15. In the case on hand, though the judgment was pronounced on merits, since the defendants were not given an opportunity to put forth their arguments, the same should be construed only as a judgment passed under Order 17 Rule 2 of Civil Procedure Code, which is liable to be set aside under Order 9 Rule 13 of the Civil Procedure Code. Since Order 9 Rule 13 application is maintainable, the other application, filed under Sec.5 of the Limitation Act in I.A.S.R.No.33080/2012 is also maintainable.

16. In these circumstances, the order passed by the VI Additional Judge, City Civil Court, Chennai, returning the application in I.A.S.R.No.33020/2012 dated 23.01.2013 is not maintainable, and the same is liable to be set aside. Accordingly, the same is set aside. The matter is remanded to the VI Additional Judge, City Civil Court, Chennai and the trial Court is directed to number the application in I.A.S.R No.33080/2012 and decide the same on merits and in accordance with law, after giving opportunity to both sides.

17. The petitioners have filed the application in CMP No.12504 of 2016 to condone the delay in filing the petition to set aside the abatement caused due to the death of the first petitioner.

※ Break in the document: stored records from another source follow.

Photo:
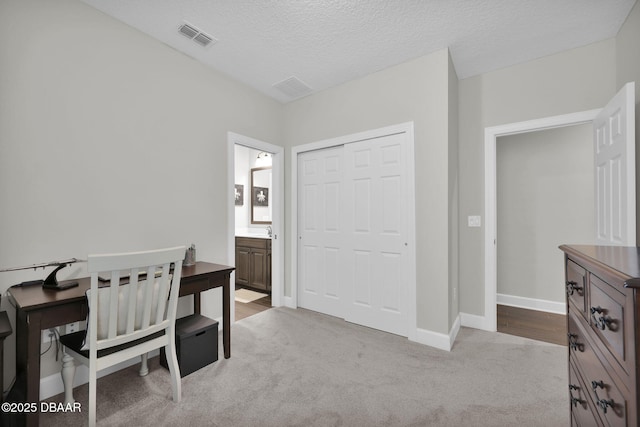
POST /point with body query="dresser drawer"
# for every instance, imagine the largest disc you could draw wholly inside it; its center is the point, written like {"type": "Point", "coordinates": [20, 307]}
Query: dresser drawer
{"type": "Point", "coordinates": [605, 396]}
{"type": "Point", "coordinates": [576, 286]}
{"type": "Point", "coordinates": [607, 319]}
{"type": "Point", "coordinates": [582, 410]}
{"type": "Point", "coordinates": [580, 346]}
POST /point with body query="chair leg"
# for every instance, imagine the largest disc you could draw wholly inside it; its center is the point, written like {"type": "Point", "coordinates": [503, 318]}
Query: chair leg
{"type": "Point", "coordinates": [68, 373]}
{"type": "Point", "coordinates": [144, 366]}
{"type": "Point", "coordinates": [174, 369]}
{"type": "Point", "coordinates": [93, 378]}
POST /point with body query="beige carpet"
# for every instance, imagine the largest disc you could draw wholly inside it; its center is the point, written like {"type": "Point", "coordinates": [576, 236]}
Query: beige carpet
{"type": "Point", "coordinates": [300, 368]}
{"type": "Point", "coordinates": [246, 295]}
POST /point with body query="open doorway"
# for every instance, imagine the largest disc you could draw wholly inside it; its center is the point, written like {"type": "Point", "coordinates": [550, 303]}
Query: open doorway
{"type": "Point", "coordinates": [545, 197]}
{"type": "Point", "coordinates": [255, 221]}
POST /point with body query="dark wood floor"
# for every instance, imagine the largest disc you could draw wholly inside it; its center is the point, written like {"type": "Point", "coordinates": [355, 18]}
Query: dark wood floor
{"type": "Point", "coordinates": [250, 308]}
{"type": "Point", "coordinates": [537, 325]}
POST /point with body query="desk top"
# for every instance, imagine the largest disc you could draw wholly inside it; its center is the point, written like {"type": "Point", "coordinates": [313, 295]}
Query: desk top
{"type": "Point", "coordinates": [35, 296]}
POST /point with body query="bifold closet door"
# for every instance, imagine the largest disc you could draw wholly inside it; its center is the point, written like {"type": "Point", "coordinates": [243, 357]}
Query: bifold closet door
{"type": "Point", "coordinates": [376, 268]}
{"type": "Point", "coordinates": [352, 231]}
{"type": "Point", "coordinates": [320, 234]}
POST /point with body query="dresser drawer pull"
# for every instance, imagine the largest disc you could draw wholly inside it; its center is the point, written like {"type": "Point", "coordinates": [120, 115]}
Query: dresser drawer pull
{"type": "Point", "coordinates": [574, 400]}
{"type": "Point", "coordinates": [601, 321]}
{"type": "Point", "coordinates": [573, 286]}
{"type": "Point", "coordinates": [602, 403]}
{"type": "Point", "coordinates": [573, 342]}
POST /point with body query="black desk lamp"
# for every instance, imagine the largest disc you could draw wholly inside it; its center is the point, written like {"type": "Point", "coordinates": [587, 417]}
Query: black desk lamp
{"type": "Point", "coordinates": [51, 282]}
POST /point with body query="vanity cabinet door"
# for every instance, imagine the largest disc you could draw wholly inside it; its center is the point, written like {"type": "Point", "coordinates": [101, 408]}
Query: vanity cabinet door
{"type": "Point", "coordinates": [243, 266]}
{"type": "Point", "coordinates": [259, 269]}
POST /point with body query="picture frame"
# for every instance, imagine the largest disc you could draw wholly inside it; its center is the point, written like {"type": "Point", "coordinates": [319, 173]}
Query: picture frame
{"type": "Point", "coordinates": [260, 196]}
{"type": "Point", "coordinates": [239, 194]}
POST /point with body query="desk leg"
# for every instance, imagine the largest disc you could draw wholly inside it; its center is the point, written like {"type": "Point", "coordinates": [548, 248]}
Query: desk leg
{"type": "Point", "coordinates": [196, 303]}
{"type": "Point", "coordinates": [28, 358]}
{"type": "Point", "coordinates": [226, 316]}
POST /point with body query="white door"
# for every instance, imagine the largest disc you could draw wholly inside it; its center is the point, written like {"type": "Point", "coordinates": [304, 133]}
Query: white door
{"type": "Point", "coordinates": [320, 231]}
{"type": "Point", "coordinates": [376, 206]}
{"type": "Point", "coordinates": [614, 141]}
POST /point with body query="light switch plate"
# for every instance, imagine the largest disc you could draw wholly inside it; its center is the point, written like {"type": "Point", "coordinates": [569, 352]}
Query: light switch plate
{"type": "Point", "coordinates": [474, 221]}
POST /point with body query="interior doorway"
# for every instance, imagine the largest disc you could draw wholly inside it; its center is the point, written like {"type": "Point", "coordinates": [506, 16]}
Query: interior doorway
{"type": "Point", "coordinates": [255, 224]}
{"type": "Point", "coordinates": [545, 197]}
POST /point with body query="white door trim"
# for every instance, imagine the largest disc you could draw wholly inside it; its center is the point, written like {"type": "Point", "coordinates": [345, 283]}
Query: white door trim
{"type": "Point", "coordinates": [489, 320]}
{"type": "Point", "coordinates": [277, 197]}
{"type": "Point", "coordinates": [293, 232]}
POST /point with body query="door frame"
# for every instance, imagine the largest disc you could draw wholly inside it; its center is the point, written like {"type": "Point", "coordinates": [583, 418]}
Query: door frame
{"type": "Point", "coordinates": [489, 321]}
{"type": "Point", "coordinates": [277, 220]}
{"type": "Point", "coordinates": [292, 301]}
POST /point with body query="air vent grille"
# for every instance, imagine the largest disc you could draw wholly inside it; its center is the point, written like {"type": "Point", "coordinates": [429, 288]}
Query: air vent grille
{"type": "Point", "coordinates": [194, 33]}
{"type": "Point", "coordinates": [293, 87]}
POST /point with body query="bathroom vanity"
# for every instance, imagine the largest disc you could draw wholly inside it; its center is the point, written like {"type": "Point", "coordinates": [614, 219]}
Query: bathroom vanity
{"type": "Point", "coordinates": [253, 262]}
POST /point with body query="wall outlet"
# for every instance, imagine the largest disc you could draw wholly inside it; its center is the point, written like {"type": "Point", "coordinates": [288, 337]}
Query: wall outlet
{"type": "Point", "coordinates": [474, 221]}
{"type": "Point", "coordinates": [47, 335]}
{"type": "Point", "coordinates": [73, 327]}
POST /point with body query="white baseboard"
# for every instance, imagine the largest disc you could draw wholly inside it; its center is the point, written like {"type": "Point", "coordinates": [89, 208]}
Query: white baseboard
{"type": "Point", "coordinates": [289, 302]}
{"type": "Point", "coordinates": [436, 339]}
{"type": "Point", "coordinates": [52, 385]}
{"type": "Point", "coordinates": [477, 322]}
{"type": "Point", "coordinates": [532, 303]}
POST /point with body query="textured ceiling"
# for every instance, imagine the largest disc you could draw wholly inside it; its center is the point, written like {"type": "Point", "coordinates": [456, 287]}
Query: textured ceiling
{"type": "Point", "coordinates": [324, 43]}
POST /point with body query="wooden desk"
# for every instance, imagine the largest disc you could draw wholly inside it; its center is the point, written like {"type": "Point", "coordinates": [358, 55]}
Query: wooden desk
{"type": "Point", "coordinates": [38, 309]}
{"type": "Point", "coordinates": [5, 331]}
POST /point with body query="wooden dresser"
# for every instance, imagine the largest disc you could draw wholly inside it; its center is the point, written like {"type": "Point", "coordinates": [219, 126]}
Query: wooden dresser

18. In the affidavit, filed in support of the petition, the petitioners have stated that the first petitioner died on 13.07.2013, during the pendency of the Civil Revision Petition. Further, in the affidavit, filed in support of the petition, the petitioners have stated that due to certain changes in the management of business, the petitioners had taken change of vakalat from their counsel in order to entrust the matter to a new counsel for defending all its cases pending before various courts. Though change of vakalat was given by the counsel on record to the new counsel, the new counsel had failed to file the same into this Court and defend the petitioners suitably. The petitioners could not inform the present counsel to represent the matter and protect their interest. In these circumstances, there is a delay of 962 days in filing the petition to set aside the abatement caused due to the death of the first petitioner. However, the second petitioner was contesting the matter throughout.

19. The respondent filed their counter and opposed the condonation of delay.

20. Since the petitioners have satisfactorily explained the reasons for the delay in the affidavit, filed in support of the petition, further in the interest of justice, the delay can be condoned for the reason that the petitioners, who are the legal representatives of the deceased first petitioner, shall have the opportunity to contest the suit on merits. In these circumstances, the delay of 962 days in filing the suit to set aside the abatement caused due to the death of the first petitioner is condoned and the abatement caused due to the death of the first petitioner are set aside and the petitioners 3 to 6 are brought on record as the legal representatives of the deceased first petitioner.

With these observations, the Civil Revision Petition is allowed. No costs. The petitions in CMP Nos.12504/2016, 12505/2016 and 12506/2016 are ordered.